Copied to clipboard

Flag this post as spam?

This post will be reported to the moderators as potential spam to be looked at


  • Jianchun You 9 posts 55 karma points
    Oct 04, 2016 @ 07:36
    Jianchun You
    0

    Full Text Search doesnot support to search chinese texts

    Hi,

    I have installed andf implemented Full Text Search 6.12 for website with umbraco 6.1.3. But it doesnot help me to search Chinese texts, neither simple nor trational chinese. Does it support Unicode or where is Setting for that?

    Thanks a lot!

    Jianchun

  • Ismail Mayat 4511 posts 10061 karma points MVP 2x admin c-trib
    Oct 04, 2016 @ 08:16
    Ismail Mayat
    0

    Jianchun,

    You will need to use chinese analyser. You will need to in your source solution / project add reference via nuget to lucene.net contrib https://www.nuget.org/packages/Lucene.Net.Contrib/2.9.4.1 then you will need to modify your examine configs to use the chinese analyser then the search will work. As far as I am aware full text search uses standard analyser which is fine for western languages but not for chinese / hebrew / arabic etc.

    Also one more thing to be aware of when using chinese analyser see https://our.umbraco.org/forum/extending-umbraco-and-using-the-api/80406-examine-query-generation-issue

    Regards

    Ismail

  • Jianchun You 9 posts 55 karma points
    Oct 05, 2016 @ 16:05
    Jianchun You
    0

    Hi Ismail,

    Thanks a lot for your solution!

    I have added Lucene.Net.Contrib.Analyzers.dll from 2.9.4.1 net40 in bin Folder and referenced it in ExamineSettings.config:

    enter image description here

    Then cleared and re-created all index in App_Data\TEMP\ExamineIndexes,

    but as result, it found not yet any Chinese Texts at least from node name.

    My Example is Website www.melnet.com with umbraco 6.1.3 and fulltextsearch 6.1.2, I use also Polyglot to get mapping system for Multilanguage.

    Second problem is, fullTextSeaerch cannot find Texts from bodytext, which is set in my IndexUserfields from ExamineIndex.config, and in Parameter bodyProperties="".

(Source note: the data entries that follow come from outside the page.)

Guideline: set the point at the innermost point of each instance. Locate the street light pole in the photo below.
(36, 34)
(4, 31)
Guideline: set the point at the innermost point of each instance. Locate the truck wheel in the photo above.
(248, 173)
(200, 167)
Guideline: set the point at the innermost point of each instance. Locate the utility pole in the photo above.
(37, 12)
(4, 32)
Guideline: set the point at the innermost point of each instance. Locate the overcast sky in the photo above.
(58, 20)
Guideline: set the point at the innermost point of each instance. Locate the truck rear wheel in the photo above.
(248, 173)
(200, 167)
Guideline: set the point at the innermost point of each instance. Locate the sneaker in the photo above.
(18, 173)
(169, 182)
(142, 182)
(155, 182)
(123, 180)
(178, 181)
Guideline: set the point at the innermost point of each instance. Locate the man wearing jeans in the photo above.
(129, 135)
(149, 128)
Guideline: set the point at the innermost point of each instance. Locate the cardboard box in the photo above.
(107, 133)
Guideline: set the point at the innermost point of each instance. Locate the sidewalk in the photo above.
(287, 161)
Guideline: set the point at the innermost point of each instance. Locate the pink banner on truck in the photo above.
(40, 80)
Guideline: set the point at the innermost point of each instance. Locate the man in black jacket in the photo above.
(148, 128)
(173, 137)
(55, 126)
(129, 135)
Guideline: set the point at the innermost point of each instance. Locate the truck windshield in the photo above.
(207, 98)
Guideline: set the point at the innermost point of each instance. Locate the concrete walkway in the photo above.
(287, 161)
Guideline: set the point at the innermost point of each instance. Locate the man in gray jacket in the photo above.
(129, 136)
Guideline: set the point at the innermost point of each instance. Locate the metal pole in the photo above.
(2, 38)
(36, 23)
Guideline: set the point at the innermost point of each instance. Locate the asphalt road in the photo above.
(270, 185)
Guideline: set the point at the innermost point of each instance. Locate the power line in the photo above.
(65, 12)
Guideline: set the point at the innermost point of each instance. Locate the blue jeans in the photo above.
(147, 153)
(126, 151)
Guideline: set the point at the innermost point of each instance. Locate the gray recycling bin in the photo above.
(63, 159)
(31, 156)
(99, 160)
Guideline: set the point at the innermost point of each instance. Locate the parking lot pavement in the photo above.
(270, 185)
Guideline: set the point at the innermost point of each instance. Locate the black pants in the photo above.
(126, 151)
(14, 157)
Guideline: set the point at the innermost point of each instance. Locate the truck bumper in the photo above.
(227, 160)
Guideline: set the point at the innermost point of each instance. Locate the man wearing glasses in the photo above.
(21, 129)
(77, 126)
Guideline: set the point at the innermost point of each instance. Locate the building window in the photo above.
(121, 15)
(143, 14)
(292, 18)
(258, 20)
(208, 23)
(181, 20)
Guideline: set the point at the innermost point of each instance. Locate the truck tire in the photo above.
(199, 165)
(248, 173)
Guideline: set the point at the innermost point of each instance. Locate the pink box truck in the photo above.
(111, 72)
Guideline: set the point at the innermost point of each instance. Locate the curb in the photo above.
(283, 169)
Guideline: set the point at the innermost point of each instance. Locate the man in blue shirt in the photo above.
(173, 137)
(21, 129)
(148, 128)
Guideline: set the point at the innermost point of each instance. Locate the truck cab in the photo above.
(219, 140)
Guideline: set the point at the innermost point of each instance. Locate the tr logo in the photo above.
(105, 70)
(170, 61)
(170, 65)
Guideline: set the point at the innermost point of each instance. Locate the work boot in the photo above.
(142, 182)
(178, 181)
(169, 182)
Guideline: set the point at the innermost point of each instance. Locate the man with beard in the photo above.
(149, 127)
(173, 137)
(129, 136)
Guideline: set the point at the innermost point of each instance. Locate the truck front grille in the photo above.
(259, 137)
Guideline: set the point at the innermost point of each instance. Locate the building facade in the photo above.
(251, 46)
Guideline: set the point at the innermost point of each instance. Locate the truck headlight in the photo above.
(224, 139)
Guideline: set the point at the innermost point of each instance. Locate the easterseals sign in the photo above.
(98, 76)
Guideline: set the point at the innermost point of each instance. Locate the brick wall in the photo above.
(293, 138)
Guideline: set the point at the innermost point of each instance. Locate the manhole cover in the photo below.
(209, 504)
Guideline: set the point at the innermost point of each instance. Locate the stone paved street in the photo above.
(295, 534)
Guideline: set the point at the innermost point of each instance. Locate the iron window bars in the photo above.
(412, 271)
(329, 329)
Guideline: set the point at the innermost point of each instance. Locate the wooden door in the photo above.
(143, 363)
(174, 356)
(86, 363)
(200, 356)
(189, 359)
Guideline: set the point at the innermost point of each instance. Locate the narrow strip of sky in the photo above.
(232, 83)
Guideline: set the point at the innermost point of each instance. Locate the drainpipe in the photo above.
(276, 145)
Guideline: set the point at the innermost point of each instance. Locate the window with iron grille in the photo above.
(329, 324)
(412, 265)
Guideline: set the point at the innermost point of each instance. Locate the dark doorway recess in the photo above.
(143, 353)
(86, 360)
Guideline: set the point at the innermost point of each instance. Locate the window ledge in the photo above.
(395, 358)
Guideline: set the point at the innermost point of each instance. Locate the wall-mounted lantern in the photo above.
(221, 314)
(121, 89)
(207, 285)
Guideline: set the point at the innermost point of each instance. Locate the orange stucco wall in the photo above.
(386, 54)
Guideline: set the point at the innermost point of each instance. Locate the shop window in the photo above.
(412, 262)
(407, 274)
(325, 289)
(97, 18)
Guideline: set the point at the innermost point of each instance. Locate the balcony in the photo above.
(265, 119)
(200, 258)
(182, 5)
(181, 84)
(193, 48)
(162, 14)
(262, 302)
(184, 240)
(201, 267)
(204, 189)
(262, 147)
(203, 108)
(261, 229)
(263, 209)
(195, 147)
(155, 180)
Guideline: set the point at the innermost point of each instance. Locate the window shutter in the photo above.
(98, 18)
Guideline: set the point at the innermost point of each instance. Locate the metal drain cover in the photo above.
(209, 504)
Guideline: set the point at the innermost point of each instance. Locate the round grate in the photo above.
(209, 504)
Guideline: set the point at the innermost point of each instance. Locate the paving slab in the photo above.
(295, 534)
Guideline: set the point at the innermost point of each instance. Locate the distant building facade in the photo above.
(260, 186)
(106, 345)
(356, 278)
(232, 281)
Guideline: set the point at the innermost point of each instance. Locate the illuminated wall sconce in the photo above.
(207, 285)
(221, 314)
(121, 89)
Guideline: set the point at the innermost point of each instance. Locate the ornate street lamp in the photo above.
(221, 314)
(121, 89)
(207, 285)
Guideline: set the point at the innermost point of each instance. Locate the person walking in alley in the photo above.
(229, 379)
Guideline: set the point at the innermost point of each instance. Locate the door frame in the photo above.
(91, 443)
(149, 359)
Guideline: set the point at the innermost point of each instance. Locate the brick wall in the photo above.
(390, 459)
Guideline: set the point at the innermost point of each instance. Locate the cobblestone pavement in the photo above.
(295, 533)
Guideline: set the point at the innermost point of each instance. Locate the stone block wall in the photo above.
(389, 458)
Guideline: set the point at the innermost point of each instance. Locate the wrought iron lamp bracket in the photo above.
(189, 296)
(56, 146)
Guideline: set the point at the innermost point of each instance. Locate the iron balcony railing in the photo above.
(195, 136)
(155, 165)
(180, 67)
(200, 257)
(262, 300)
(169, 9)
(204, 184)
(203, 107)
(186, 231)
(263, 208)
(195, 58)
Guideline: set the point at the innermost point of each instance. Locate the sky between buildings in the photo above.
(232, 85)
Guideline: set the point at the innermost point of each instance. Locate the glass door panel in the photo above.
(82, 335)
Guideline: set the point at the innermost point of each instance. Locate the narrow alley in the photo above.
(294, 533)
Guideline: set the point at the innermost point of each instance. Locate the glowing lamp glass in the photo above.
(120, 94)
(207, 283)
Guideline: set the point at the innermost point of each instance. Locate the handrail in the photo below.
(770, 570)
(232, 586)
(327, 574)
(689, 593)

    Thanks a lot for your help!

  • Ismail Mayat 4511 posts 10061 karma points MVP 2x admin c-trib
    Oct 05, 2016 @ 16:22
    Ismail Mayat
    0

    Jianchun,

    Can you open your index in luke and see if content has been added to the index.

    Regards

    Ismail

  • Jianchun You 9 posts 55 karma points
    Oct 05, 2016 @ 16:32
    Jianchun You
    0

    Hi ISmail,

    I'm not sure what it means, if I seach new text and found, there is no change in all index folder: enter image description here

    Regards

    Jianchun

  • Ismail Mayat 4511 posts 10061 karma points MVP 2x admin c-trib
    Oct 06, 2016 @ 07:03
    Ismail Mayat
    0

    Download luke for lucene https://code.google.com/archive/p/luke/downloads v3.5.0 you will need java installed. Then open the index using that and then check your fields in the index do you have chinese in there? If not then there is a problem with full txt search package and indexing chinese.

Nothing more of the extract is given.